Les cinq chutes les plus spectaculaires de Premiers ministres britanniques des cent dernières années

La politique britannique a vu, au cours du siècle dernier, la moitié des 22 Premiers ministres entrés en fonction quitter le poste non à cause d'une défaite électorale, mais à cause d'une pression au sein de leur propre parti. Le guide de HistoryExtra passe en revue les cinq chutes les plus spectaculaires des 100 dernières années et montre comment chacune reflète l'évolution des équilibres de la vie politique britannique.
Le premier exemple est la démission de Neville Chamberlain en 1940. Chamberlain restait associé à la promesse de «paix pour notre temps» des accords de Munich (1938) ; mais l'invasion de la Norvège par l'Allemagne nazie a déclenché une séance de deux jours aux Communes connue sous le nom de «Norway Debate». En mai 1940, alors que sa majorité tombait à 81, Chamberlain a démissionné, remplacé par Winston Churchill. Selon l'historien Andrew Roberts, c'est la transition politique la plus importante de l'histoire britannique moderne.
Deuxième sur la liste, Anthony Eden a démissionné en 1956 après la crise de Suez. L'intervention militaire britannique aux côtés de la France et d'Israël contre la nationalisation du canal de Suez par l'Égypte a dû être retirée sous la pression américaine. La santé d'Eden s'est effondrée et il a démissionné en janvier 1957. Cet épisode est aujourd'hui vu comme le moment historique où le rôle mondial du Royaume-Uni s'est réduit de manière permanente.
La démission de Margaret Thatcher en novembre 1990 est l'exemple de «coup interne» le plus récent de la liste. Les manifestations contre la poll tax et la division sur la politique européenne ont déclenché un défi à la direction du parti par Michael Heseltine au sein des conservateurs. N'ayant pas obtenu assez de voix au premier tour, Thatcher a démissionné sous la pression du cabinet. L'ancien député Gyles Brandreth se souvient de ces journées comme du «détrônement de la reine».

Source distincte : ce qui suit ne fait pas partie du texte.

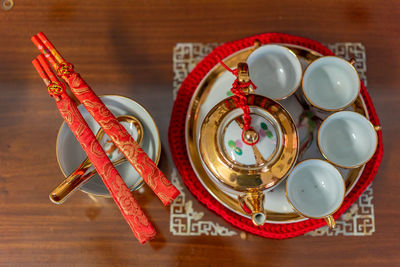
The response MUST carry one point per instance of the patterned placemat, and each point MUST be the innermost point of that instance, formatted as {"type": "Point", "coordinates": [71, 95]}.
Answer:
{"type": "Point", "coordinates": [358, 220]}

Le quatrième exemple est le départ de Tony Blair en juin 2007. Blair avait remporté en 2005 une troisième élection consécutive, mais la décision de guerre en Irak et les tensions croissantes avec son successeur Gordon Brown ont affaibli sa position au sein du parti. À la fin, Blair a cédé la place à Brown dans ce qu'il a qualifié de «transition ordonnée» — modèle rare au Royaume-Uni.
Le cinquième et dernier exemple est la démission de Theresa May en mai 2019. Incapable de faire adopter l'accord du Brexit aux Communes en trois votes, May a annoncé son départ en larmes sur les marches de Downing Street. Son successeur Boris Johnson a été présenté avec le soutien de l'aile pro-Brexit du parti.
Ces cinq démissions partagent des motifs communs. Chacune résulte d'une perte de confiance déclenchée par une crise — guerre, politique économique, question constitutionnelle. Chacune s'est jouée à travers des mécanismes internes au parti : les Premiers ministres britanniques se maintiennent par la confiance du parti, non par les élections.
Il existe en apparence de petites différences. Chamberlain et Eden sont tombés à cause de crises de sécurité nationale ; Thatcher et May en raison de crises politiques internes ; Blair, lui, a atteint la limite naturelle de son temps au pouvoir. Mais le fil commun est que le départ a été décidé en une semaine.
Une comparaison intéressante : aux États-Unis, un président ne peut être démis en dehors d'une élection que par destitution (impeachment), ce qui n'a pas eu lieu au cours du siècle dernier. Au Royaume-Uni, le poste de Premier ministre peut changer de mains en une semaine — caractéristique fondamentale du système parlementaire. Cette rapidité peut être perçue comme une force (sortir vite un mauvais dirigeant) ou comme une faiblesse (fragmentation de la continuité politique).
L'éditorialiste politique du Times Steven Swinford a déclaré : «Pour un Premier ministre britannique, la pièce la plus dangereuse n'est pas la Chambre des communes mais la salle de réunion du groupe parlementaire conservateur ou travailliste». La liste de HistoryExtra le confirme historiquement : quatre des cinq chutes ont été provoquées par des députés du parti, non par les électeurs.